Been a long-time enthusiast for Andy Goldsworthy’s work. I
can’t quite recall the sequence but I became aware of him and what he was doing
and then shortly afterwards attended an exhibition, might have been a
retrospective, might have been his first major London show and was astonished
to find that everything on display was blown-up photography. Huge 2.5x2.5m
unframed pictures. Which wasn’t what I thought he was about. But then I
realised that if you are going to make a trail of brightly coloured leaves
floating slowly down a woodland stream, then how else can you explain it to
your audience than by taking a picture of what you just did.
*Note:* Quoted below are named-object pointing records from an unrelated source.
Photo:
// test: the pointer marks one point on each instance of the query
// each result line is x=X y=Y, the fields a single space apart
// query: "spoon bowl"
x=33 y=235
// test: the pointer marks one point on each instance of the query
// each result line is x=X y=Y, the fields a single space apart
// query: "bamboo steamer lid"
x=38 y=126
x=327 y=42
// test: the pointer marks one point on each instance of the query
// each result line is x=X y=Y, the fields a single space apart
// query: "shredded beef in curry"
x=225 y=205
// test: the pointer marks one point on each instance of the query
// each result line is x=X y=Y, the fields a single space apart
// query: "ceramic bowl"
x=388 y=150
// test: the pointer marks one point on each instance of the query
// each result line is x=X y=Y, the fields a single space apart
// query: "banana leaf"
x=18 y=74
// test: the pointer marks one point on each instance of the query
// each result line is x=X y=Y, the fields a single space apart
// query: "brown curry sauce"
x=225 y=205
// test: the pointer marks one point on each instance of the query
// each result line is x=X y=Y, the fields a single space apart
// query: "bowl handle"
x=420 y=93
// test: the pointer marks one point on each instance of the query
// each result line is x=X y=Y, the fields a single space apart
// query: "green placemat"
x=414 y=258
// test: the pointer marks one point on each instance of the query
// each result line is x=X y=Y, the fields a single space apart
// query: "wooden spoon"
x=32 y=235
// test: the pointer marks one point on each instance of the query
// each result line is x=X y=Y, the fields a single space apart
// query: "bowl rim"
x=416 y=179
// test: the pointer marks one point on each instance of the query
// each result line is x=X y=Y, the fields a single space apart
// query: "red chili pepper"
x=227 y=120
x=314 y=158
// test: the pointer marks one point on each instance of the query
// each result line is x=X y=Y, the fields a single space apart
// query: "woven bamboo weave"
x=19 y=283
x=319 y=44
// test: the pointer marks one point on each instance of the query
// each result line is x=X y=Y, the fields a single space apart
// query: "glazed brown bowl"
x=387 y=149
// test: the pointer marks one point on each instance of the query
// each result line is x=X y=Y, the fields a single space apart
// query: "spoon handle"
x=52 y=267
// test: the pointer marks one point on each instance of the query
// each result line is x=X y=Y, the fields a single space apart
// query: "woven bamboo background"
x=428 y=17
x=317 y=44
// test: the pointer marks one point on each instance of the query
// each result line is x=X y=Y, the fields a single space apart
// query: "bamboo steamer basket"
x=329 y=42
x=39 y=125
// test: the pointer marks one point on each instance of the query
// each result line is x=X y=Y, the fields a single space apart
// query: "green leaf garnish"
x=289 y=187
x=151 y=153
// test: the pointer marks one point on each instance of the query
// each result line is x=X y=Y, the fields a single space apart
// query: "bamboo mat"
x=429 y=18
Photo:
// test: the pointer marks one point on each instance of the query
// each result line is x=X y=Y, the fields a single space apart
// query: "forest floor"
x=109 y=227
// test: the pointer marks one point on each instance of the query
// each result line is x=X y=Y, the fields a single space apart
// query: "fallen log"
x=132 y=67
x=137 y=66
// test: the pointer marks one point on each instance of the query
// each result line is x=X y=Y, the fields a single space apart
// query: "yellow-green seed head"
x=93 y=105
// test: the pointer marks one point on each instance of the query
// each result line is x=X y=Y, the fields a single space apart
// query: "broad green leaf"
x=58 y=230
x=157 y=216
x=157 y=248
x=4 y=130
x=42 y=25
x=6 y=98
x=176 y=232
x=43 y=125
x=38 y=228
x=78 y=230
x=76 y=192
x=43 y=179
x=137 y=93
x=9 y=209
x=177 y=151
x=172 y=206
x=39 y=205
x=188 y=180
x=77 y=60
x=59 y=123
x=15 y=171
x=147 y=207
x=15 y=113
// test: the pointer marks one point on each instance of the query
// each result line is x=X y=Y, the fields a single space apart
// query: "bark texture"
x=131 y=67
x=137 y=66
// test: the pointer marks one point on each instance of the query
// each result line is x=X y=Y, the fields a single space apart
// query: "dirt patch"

His work has a kind of spiritual purpose and encompasses
stone walls [see image] like this one in Grizedale Sculpture Park which is
utterly delightful when you see it for real; sticks and pebble arrangements, leaves
scattered or woven in some kind of pattern seem to be his most favoured form of
expression. He is well worth investigating. There is one of his pieces over in
Gateshead amongst some prickly bushes next to the Hilton Hotel car park that
no-one no-one knows about. It is from
his series of egg-shaped twig structures; it must be worth a fortune but it is
not fenced-off or surrounded by opaque security glass, it just sits there
waiting to be found.
Many of his pieces only last a few hours but that doesn’t invalidate
them in any way, in fact that gossamer-winged aspect to much of his work is
probably the thing I love the most about it.